Basically, starting from an arbitrary point  $\lambda$ , the method iteratively moves from the current point to a new point following the subgradient direction. At Step k, we first solve  $\mathcal{LRS}/\lambda$  (by solving the simpler  $\mathcal{LRS}/\mu$ ). Then for each relaxed constraint, we define the subgradient to be the right hand side minus the left hand side of the constraint, evaluated at the current solution. The subgradient direction is the vector of all the subgradients. We move to a new point by multiplying a step size  $\rho_k$  to the subgradient direction and adding it to  $\lambda$ . After each time we moved, we project  $\lambda$  back to the nearest point in  $\Omega_{\lambda}$  so that we can solve  $\mathcal{LRS}/\mu$  instead of  $\mathcal{LRS}/\lambda$  for the next iteration. The procedure is repeated until it converges.
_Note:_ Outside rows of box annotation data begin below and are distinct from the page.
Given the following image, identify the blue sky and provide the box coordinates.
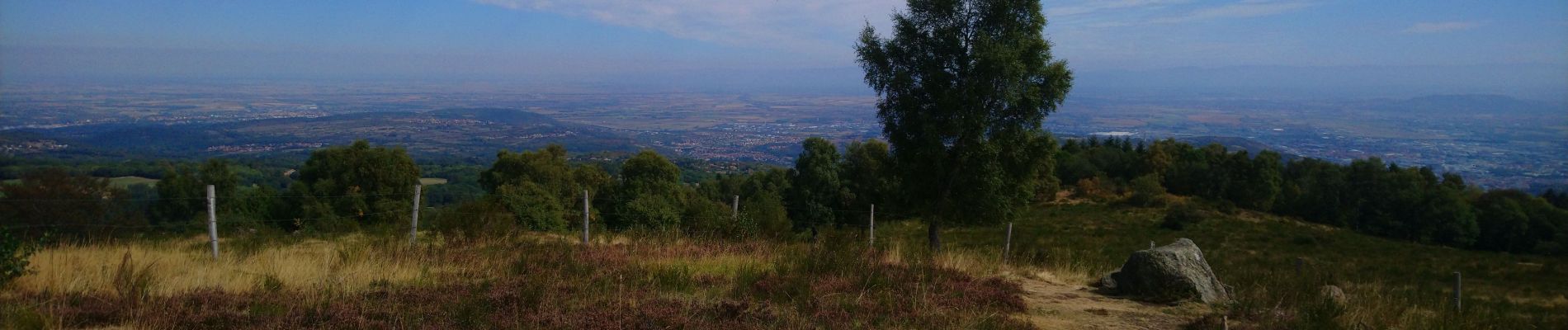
[0,0,1568,98]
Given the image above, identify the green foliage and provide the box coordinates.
[149,158,243,224]
[0,167,146,238]
[607,150,688,230]
[430,199,517,238]
[494,182,566,232]
[740,191,792,238]
[1127,173,1167,206]
[289,141,418,229]
[839,139,902,211]
[1160,203,1207,230]
[789,138,850,229]
[856,0,1073,248]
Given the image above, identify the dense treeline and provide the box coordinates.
[0,134,1568,255]
[1057,138,1568,255]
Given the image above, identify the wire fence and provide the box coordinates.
[0,186,919,230]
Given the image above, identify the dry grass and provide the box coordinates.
[16,234,470,297]
[0,233,1053,328]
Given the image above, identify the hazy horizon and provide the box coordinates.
[0,0,1568,101]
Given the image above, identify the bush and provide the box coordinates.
[495,182,566,232]
[1127,173,1167,206]
[1073,177,1117,202]
[0,230,36,288]
[430,199,516,236]
[1160,203,1206,230]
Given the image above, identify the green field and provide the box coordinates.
[0,177,158,189]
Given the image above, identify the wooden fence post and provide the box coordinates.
[1002,222,1013,262]
[408,185,425,248]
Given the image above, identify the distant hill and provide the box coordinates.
[16,108,635,158]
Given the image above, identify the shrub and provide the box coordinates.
[1160,203,1206,230]
[430,199,516,236]
[1073,177,1117,202]
[0,230,36,288]
[1127,173,1167,206]
[495,182,566,232]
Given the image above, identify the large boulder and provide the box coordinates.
[1101,238,1230,304]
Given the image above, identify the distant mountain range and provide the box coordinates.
[11,108,636,158]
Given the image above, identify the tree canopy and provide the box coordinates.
[856,0,1073,248]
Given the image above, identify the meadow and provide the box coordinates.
[0,196,1568,328]
[880,203,1568,328]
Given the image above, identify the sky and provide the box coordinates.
[0,0,1568,100]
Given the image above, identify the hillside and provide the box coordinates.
[878,203,1568,328]
[0,196,1568,328]
[7,108,636,157]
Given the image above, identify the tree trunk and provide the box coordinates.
[925,220,942,257]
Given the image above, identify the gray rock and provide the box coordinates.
[1103,238,1230,304]
[1317,285,1347,305]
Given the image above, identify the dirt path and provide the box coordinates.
[1014,276,1204,330]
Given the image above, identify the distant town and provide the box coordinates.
[0,84,1568,189]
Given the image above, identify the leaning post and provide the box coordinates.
[1453,272,1465,313]
[1002,222,1013,262]
[866,203,876,248]
[207,185,218,260]
[408,185,425,248]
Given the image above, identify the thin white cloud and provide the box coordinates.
[475,0,903,54]
[1151,0,1314,23]
[1404,22,1482,33]
[1046,0,1187,17]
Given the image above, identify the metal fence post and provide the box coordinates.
[207,185,218,260]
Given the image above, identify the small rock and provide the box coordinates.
[1317,285,1347,305]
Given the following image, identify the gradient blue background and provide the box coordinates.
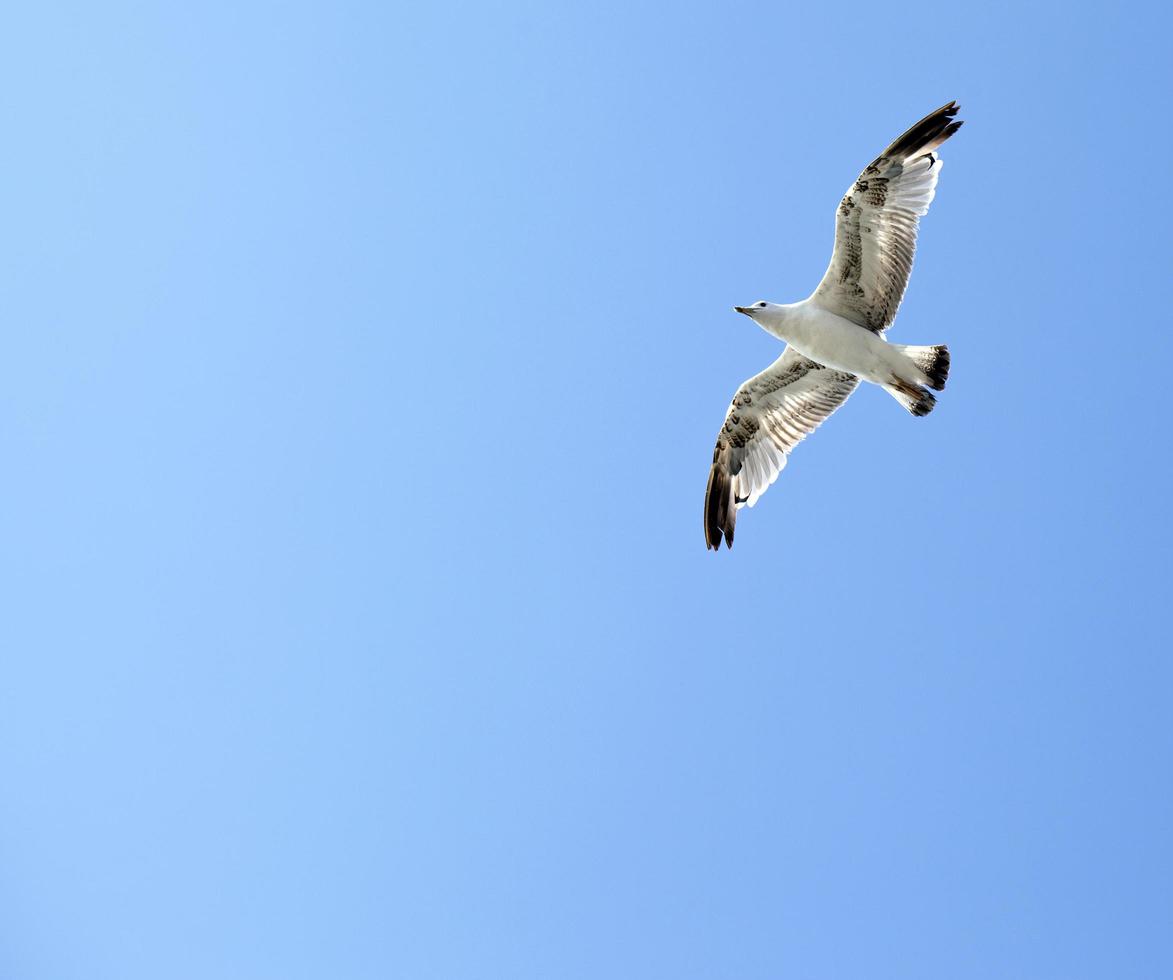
[0,2,1173,980]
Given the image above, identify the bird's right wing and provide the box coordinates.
[705,347,860,550]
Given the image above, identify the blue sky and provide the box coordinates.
[0,2,1173,980]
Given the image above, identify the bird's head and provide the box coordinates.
[733,299,778,324]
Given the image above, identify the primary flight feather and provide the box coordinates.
[705,102,961,550]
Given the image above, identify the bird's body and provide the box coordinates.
[754,298,929,385]
[705,102,961,549]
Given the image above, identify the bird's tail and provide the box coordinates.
[893,344,949,391]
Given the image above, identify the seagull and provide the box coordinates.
[705,102,961,550]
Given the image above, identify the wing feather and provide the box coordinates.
[705,347,860,549]
[812,102,961,333]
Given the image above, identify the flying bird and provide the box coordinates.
[705,102,961,550]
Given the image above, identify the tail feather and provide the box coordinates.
[893,344,949,391]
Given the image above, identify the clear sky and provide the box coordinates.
[0,2,1173,980]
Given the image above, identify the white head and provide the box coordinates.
[733,299,782,330]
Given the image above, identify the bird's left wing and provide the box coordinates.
[705,347,860,550]
[811,102,961,333]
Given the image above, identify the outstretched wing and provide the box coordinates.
[705,347,860,550]
[812,102,961,333]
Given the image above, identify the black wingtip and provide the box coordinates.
[881,100,963,157]
[705,464,737,552]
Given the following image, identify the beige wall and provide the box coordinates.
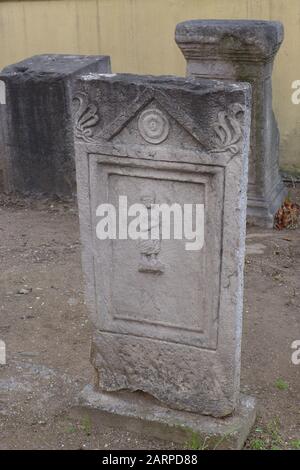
[0,0,300,171]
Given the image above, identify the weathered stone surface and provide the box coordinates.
[0,54,110,196]
[175,20,286,227]
[73,385,256,450]
[74,74,250,417]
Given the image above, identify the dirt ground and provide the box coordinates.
[0,189,300,450]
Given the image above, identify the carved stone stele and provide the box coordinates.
[175,20,286,227]
[74,74,254,447]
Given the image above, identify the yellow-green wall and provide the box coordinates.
[0,0,300,170]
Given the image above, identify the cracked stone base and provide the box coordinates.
[74,385,256,449]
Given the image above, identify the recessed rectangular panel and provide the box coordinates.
[90,157,223,348]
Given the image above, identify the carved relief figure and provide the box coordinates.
[139,194,165,273]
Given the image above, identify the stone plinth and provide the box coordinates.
[74,74,254,445]
[0,54,110,197]
[175,20,286,227]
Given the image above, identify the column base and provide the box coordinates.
[74,385,256,450]
[247,181,288,228]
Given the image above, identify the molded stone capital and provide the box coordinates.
[175,20,284,62]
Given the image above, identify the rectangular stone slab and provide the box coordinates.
[0,54,110,198]
[74,74,251,417]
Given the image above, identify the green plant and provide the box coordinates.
[250,439,267,450]
[291,439,300,450]
[66,424,76,434]
[186,430,208,450]
[275,378,289,390]
[81,416,92,436]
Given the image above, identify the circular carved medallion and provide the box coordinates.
[138,108,170,144]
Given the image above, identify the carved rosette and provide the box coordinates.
[73,92,99,142]
[138,108,170,144]
[211,103,244,154]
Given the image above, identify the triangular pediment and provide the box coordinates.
[101,90,209,150]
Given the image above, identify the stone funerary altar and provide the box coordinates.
[74,74,255,448]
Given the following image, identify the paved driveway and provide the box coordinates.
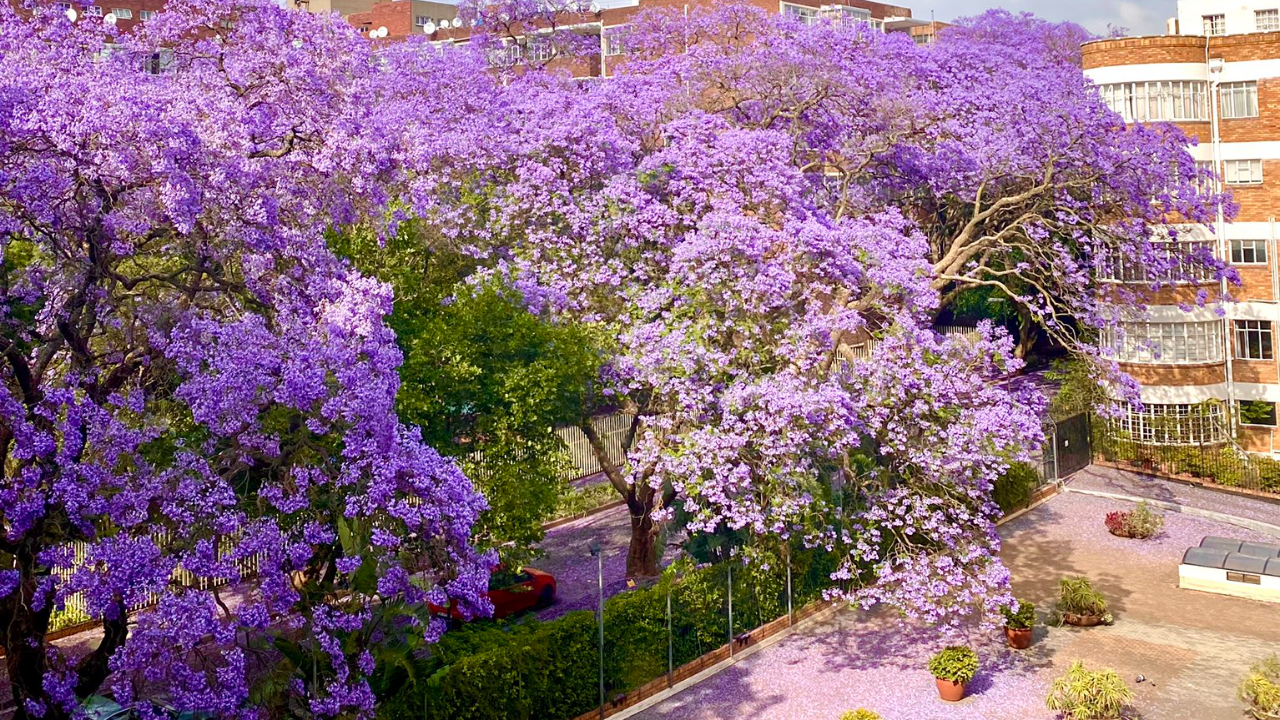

It is well known (see [2, Theorem 8.9.2] for example) that if the step size sequence  $\{\rho_k\}$  satisfies the conditions  $\lim_{k\to\infty}\rho_k=0$  and  $\sum_{k=1}^\infty\rho_k=\infty$ , then the subgradient optimization method will always converge to the optimal solution.

The description is summarized in the algorithm SOLVE\_LDP below.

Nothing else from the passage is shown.